Kismet continued to bounce until she reached the bridge. A small part of her was afraid that Mr. Gibbs might be lingering on deck and he'd chase her off again before Mr. Gillette could introduce her to someone who knew how the navigation controls worked.

Her nanny, though, held her hand tightly and led Kismet onto the bridge. The sparse night cycle crew was gone, and the morning cycle crew had taken its place. Kismet smiled at some of the people. But her eyes kept darting toward the navigation stations.

As promised Mr. Gillette was waiting for her. Another man in a crisp blue uniform was waiting, too. Kismet's smile grew as she bounced up. Every bit of her quivered with excitement. Her nanny let her hand go.

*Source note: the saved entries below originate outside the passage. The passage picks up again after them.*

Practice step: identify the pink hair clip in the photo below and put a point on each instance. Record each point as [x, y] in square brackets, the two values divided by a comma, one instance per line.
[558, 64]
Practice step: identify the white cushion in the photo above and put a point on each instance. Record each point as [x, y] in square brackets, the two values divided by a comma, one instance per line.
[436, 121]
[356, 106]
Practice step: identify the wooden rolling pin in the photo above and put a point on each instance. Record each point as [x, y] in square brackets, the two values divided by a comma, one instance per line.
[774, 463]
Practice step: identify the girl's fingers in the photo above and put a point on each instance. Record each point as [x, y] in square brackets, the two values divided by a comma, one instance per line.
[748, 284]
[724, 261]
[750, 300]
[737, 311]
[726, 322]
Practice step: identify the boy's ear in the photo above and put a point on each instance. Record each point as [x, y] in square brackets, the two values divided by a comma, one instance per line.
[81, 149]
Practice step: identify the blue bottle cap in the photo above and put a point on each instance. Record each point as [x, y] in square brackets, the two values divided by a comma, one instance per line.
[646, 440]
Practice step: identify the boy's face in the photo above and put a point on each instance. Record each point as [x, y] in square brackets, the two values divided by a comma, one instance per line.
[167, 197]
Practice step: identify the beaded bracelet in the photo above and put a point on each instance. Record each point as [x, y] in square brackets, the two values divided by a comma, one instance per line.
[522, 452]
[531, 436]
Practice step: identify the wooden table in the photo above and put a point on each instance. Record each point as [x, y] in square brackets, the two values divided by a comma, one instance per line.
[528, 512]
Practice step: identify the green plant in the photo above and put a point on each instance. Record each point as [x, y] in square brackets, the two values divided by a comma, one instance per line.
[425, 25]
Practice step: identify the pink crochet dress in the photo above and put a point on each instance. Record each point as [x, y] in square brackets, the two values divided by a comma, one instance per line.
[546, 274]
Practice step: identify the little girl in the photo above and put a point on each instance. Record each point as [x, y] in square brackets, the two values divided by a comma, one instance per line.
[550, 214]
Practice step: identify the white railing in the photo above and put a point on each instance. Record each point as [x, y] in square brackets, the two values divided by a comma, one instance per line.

“Can I sit in the chair, too?” Kismet asked, her eyes shining with poorly hidden excitement.

Her nanny laughed again as Mr. Gillette and the navigator stepped away from the station. Kismet scrambled into the chair. She tucked her legs underneath her, smoothed her skirt out in front of her, and looked at the control expectantly.

The panels were brightly light with a wide variety of information. Most of the information meant little to Kismet. She liked the glowing lights and floating panels. Understanding the available information wasn't necessary. Still. Kismet turned in her seat, still smiling, to face Mr. Gillette and the navigator.

“So?” She pursed her lips. “What's all this do?”

A slight blush crept over the navigator's face as he launched into a stuttering explanation of all the controls. Kismet tried to listen intently. Bits of the explanation went over her head. She started to fidget until the navigator started to point out the screens, letting Kismet touch the glowing, floating panels.

She moved the floating panels effortlessly through the air, arranging them one way and then another. Eventually she caught a glimpse of red dots on an open screen. She stared at it for a few moments, moving the screen back and forth. The dots hadn't been there earlier.

Now.

“Um, what—”

An alarm went off before Kismet could ask about the dots. A bright red light flashed a moment later. Kismet's nanny pulled her out of the chair and wrapped a strong arm around her shoulder. Dread started to creep into Kismet's gut. Something was horribly wrong.

The morning crew responded to the alarm with a flurry of activity. Kismet flattened herself against her nanny. She didn't know what else to do. Uniformed men elbowed there way off the bridge at a near run. Kismet felt her nanny pull her after the men.

A collective gasp—somehow clear and loud in the midst of the alarm—made Kismet's nanny pause. Kismet looked around. The activity consuming the morning crew had stopped. Metal wreckage floated past the bridge's viewports. She watched the large bits of metal scrap against The Swann. Then, suddenly, her nanny was pulling her forward again.